"Oh." He hadn't considered what his biological parents looked like. She had been a tiny, fierce thing. "Obviously I take after my mother."

  Seth pointed at more photos. "Here's Jack. He was state's champion in archery. This is his mom. This is our grandfather. In the library, there's the rest of the family. You can go through the yearbooks and find pictures of all the Tatterskeins back to the late 1900s. Jack might threaten to fire the staff but he won't. These people know how to deal with us. They'll take care of you, just like they've taken care of all the rest of us."

  "Do the teachers know that we're werewolves?" Joshua whispered again.

  "No. They just think we're very eccentric rich snobs. A lot of money and two hundred years of tradition buys a willing blindness to the facts." Seth patted him on the shoulder. "You'll be fine, but if you have any problems, call me. Don't think you're bothering me either. I've spent most my life wishing that you hadn't been kidnapped. I really wanted my older brother back."

  Joshua had thought it odd that Seth and Cabot had made such a big deal about him being Ilya. To him, they were strangers suddenly claiming him as their own. It was weird to suddenly realize that they'd known about him all his life. Most likely they had thought often about him; he would have wondered about Seth if he'd known he had a little brother. Cabot and Seth both had known what his real birthday was. Had they solemnly celebrated it every year? Had they marked his absence at the holidays?

  Considering how they acted toward him, they had.

  "Okay, I'll call," Joshua promised.

  "That includes help with classes."

  The offer surprised Joshua since Seth was a year younger than him. "Really? I'm taking AP Physics C and AP Chemistry."

  Seth took a sheet of paper out of his breast pocket and held it out. "Plus AP European History, and AP Comparative Government."

  "What?" Joshua snatched the paper from Seth's hand. He hadn't paid attention to the classes that the werewolves wanted him to take. He whimpered at the course schedule shown on the paper. "Are you insane? We're three months into the term! What the hell? Do you want me to fail?"

  "You're not going to be graded on those two classes, so don't worry. We didn't want to screw up your grade point average so you can start college classes next fall."

  "Who says I'm going to college?" Joshua had grown used to the idea of his dreams being blown out of the water.

  "The king. He picked those classes. He wanted you to have a better foundation in history, politics and law. It's part of being heir to Boston. When you go to college, you will have to take more of the same."

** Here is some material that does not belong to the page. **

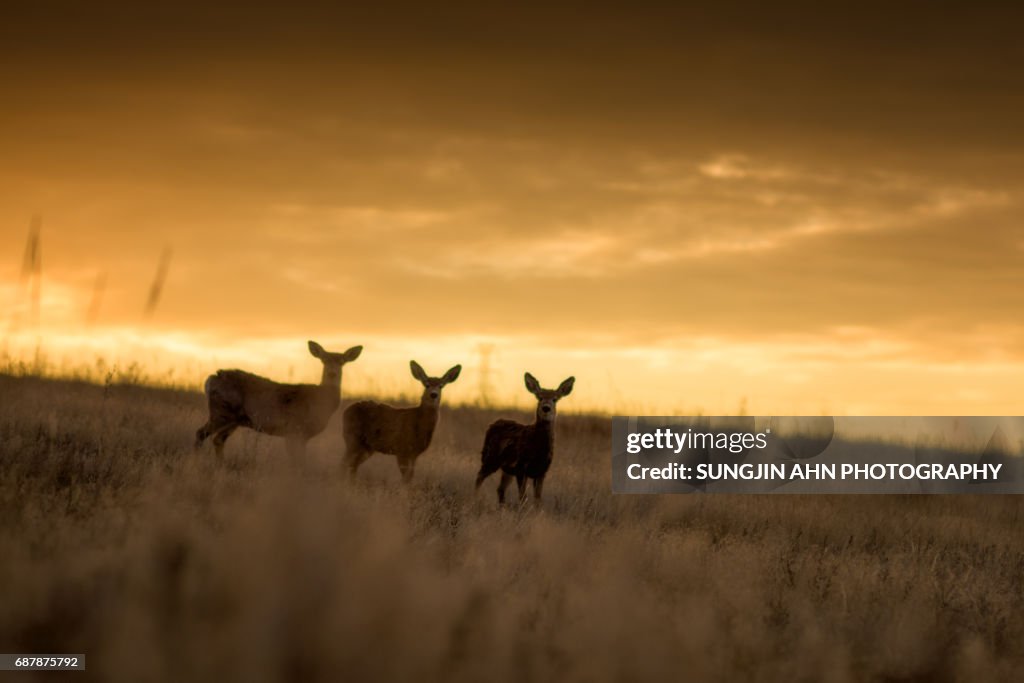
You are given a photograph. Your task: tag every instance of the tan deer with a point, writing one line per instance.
(296, 412)
(523, 452)
(404, 432)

  "Oh." Joshua frowned at the paper, trying to imagine his future. It was like dealing with a jigsaw puzzle that had been scattered to four corners of one of Decker's messy rooms. When he ran away from home, he'd thought he was giving up college. He'd told himself that it didn't matter because the main thing he wanted was simply to get away from his hometown. Away from the bullies that he'd grown up with. Away from people who thought reading was a waste of time, that fantasy books were "for dorks," and a "good time" was getting drunk as possible. He'd escaped, in a very weird definition of the term.

  "When I go to college," Joshua repeated. He was picking up puzzle pieces and turning them in his mind, trying to see how it fit together. "I can stay here in Boston? I can stay with Decker? I never wanted to live in a dorm. I figured it be like living in the locker room at high school, only worse."

  "You can walk to Harvard from Decker's," Seth said.

  "Harvard?"

  "Every Tatterskein born for the last two hundred years has attended Harvard. I'll be the first not to go. You'll be accepted---that is---if you want to apply. You could go to MIT or Boston University."

  Seth clearly thought of the other colleges as poor second-rate choices.

  "I wanted to go to Harvard." Joshua admitted. "It's just---I thought---we're werewolves."

  "And monsters don't go to college?"

  "Well it seems a little redundant. We're stronger and faster than normal people. Nearly impossible to kill. And extremely rich!" Joshua waved his wallet stuffed full of hundred dollar bills as proof.

  "Brains will always beat brawn," Seth said. "We're rich because we're well-educated, not because we're werewolves."

  "Harvard," Joshua whispered, gripping the idea tightly. He was going to go to Harvard.

  "You can pick any major. The king will want you to audit classes in history and political science but you won't actually be graded for them unless it's a required course for your major. What do you want to be?"

  He had thought that "werewolf" had become the answer to that question. He had believed the word would define him so completely that there would be no room left for anything else. If felt as if an invisible straitjacket had been torn off, leaving him free to be anything he wanted. It was an exhilarating thought. What did he want to be? An architect? A historian? Surrounded by books? A librarian? A bookstore owner? A pie shop owner?

  A pie shop owner?

  "No! No pies!" he cried as he recognized the source of that idea.

  Seth raised eyebrows in confusion.

  "We're not sure yet. We'll figure it out."